Piano Duo in Preston Hall July 20 (N. Wilson Photo)

DISCOVERY AND EDUCATION IN FESTIVAL DUO RECITAL

by Elizabeth MacDougall
Tuesday, July 20, 2010

San Francisco pianists Paul Hersh and Teresa Yu presented a Mendocino Music Festival program July 20 titled “Reflections and Variations.” Mr. Hersh is known at the Festival for his professorial introductions to a performance of Bach’s Well-Tempered Clavier (Book 1) and in 2011 he will perform Book 2 in Preston Hall.

“We are going to start with something really strange, Benjamin Britten's Lachrymae for Viola and Piano, Op. 48,” Mr. Hersh announced, and he took up the bow and viola with Ms. Yu at the piano. The work based on a song of John Dowland, born in England in 1563.

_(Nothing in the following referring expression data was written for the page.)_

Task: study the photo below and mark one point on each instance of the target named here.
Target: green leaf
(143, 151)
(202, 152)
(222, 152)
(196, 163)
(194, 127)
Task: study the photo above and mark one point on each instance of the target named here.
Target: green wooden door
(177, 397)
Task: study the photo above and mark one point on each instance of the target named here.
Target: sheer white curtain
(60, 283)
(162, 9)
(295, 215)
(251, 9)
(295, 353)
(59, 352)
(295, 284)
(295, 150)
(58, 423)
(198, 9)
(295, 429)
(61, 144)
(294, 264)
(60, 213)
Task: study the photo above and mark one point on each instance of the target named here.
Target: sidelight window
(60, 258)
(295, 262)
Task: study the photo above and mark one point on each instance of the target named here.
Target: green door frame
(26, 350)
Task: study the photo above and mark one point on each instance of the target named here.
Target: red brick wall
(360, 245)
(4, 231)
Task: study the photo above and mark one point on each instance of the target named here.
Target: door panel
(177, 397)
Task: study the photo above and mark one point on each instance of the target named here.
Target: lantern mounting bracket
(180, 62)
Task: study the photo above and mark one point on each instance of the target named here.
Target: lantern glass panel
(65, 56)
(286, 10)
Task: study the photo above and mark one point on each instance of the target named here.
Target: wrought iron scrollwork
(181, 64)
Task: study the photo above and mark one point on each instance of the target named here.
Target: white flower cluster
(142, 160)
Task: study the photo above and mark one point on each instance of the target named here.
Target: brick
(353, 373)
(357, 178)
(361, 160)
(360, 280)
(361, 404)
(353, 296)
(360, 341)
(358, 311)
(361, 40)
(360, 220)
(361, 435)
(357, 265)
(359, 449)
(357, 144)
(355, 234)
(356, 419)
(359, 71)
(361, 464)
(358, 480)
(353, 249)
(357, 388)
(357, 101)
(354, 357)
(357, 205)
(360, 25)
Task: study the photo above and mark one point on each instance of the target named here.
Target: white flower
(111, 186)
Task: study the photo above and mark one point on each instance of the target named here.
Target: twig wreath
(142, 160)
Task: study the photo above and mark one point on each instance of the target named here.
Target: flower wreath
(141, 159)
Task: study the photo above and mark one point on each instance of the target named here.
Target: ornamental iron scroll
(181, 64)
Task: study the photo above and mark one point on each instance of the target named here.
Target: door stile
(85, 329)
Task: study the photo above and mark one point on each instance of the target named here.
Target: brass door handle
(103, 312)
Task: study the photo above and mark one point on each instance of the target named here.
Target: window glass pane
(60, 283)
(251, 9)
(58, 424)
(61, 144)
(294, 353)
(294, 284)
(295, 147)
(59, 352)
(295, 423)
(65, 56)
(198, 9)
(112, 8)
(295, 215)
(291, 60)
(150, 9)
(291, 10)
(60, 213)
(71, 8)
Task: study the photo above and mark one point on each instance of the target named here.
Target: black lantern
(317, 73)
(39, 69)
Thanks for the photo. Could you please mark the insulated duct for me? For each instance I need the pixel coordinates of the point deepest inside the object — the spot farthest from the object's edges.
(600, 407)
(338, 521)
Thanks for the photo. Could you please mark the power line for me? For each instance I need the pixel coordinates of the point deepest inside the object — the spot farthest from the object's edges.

The duo led a demonstration of the original Renaissance music called “If My Complaints Could Passions Move.” He proceeded through the Theme and Variations and described the various compositional techniques. “This is a piece about innuendoes. I want everybody to have a handle on what’s going on,” Hersh stated. After a particular demonstration of music he asked “Did you get it?” and the audience laughed. He played through another passage and said “The question is ‘How much of this does stick in your ear, subliminally?’ ”

After listening to the thirty minutes of lecture and demonstration on the Britten work, written in 1950, the final twelve-minute play-through of the performance was exquisite. Each transition was well understood by the audience. The Finale of the variations was peaceful, Mr. Hersh mentioning previously that he likes “to remove all vibrato [from his viola], pretend that I’m playing a sixteenth century instrument.” It was a fetching conclusion to the first half.

Five short works from Grieg’s Lyric Pieces began the second part: Arietta, Nocturne, At Your Feet, Gone, and Remembrances. These were beautiful miniatures that Mr. Hersh introduced with comments on the compositional techniques. “All of the pieces feature going down” (intervals that sound lower). He described some of the music as “moody, dry and moody”.

Completing the concert was Schubert's “Variation on an Original Theme” in A-flat Major (Op. 35, D. 813) for piano four hands. This was a piece that Hersh admitted didn’t know before October, and expressed astonishment at the vast amount of repertoire composed by Schubert. The pianist has recorded substantial amounts of four-hand music and the discovery of the Schubert was for him a delight. He commented on one variation as being in the “key of seven-flats; people didn’t like that, as it’s hard to sight read, and in the tuning of Schubert’s day it would have sounded strange.”

The four-hand performance by Ms. Yu and Mr. Hersh was admirably synchronized and the variations unfolded with thought and elegance. Both artists had the virtuosity to bring the rarely-played duo to life, and the audience was warmly appreciative.